Pyongyang is a closed city, sealed off by security forces that monitor movement at dozens of checkpoints. North Koreans cannot move there, or even visit, without official permission. Its estimated 3 million residents have been vetted for their ideological purity, or at least their connections to the inner circle.

Today, the Pyongyang rich, spending their dollars, euros and Chinese yuan, can buy everything from high heels to imported watches. They have bought enough cars in the past couple years to cause the occasional traffic jam. But few of these changes have gone beyond the capital, and the elite who live there. That contrast, between Pyongyang and every other city in the country, reflects an ever-growing chasm between North Korea’s elite and the daily struggles of everyone else.

The urban divide can be seen in the industrial city of Hamhung, where the skies above the handful of working factories are filled with gray soot, and workers are ferried to the beach on their day off in crowded, cobbled-together trucks powered by wood-burning stoves. It’s visible on the “Youth Hero Highway” outside the port city of Nampho, where there are so few cars on the eight-lane road that it looks like an empty parking lot stretching toward the horizon.

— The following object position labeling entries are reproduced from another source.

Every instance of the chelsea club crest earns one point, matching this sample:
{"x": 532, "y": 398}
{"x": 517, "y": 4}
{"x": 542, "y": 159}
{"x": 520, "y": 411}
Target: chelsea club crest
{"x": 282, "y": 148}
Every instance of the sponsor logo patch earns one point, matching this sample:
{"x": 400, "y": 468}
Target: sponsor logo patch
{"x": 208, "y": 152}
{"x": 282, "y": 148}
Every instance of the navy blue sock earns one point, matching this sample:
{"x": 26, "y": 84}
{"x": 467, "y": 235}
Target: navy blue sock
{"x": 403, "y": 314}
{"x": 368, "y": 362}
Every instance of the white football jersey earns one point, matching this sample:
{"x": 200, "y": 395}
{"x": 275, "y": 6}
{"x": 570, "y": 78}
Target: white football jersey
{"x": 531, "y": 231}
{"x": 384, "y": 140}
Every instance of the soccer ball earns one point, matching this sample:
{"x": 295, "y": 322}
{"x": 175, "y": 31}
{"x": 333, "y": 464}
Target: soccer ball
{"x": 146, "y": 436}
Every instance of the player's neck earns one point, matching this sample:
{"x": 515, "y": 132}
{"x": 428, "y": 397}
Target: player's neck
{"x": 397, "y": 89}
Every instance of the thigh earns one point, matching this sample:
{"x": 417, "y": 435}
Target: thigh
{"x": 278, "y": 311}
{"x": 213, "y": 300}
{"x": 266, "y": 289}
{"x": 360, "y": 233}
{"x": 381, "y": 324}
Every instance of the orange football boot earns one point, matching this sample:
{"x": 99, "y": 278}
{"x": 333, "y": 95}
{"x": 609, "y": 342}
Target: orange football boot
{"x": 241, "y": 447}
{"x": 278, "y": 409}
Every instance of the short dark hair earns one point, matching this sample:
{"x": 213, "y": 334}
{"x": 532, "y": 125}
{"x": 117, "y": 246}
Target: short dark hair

It’s in the province around Chongjin, where U.N. data shows the rate of abnormally short children – a key indicator of chronic malnutrition – is 50 percent higher than around Pyongyang.

You can also find the urban divide in the hospitals of the other second-tier cities, according to people who have fled North Korea. They say desperate doctors struggle to treat patients with almost no medicine, using equipment that can be decades old.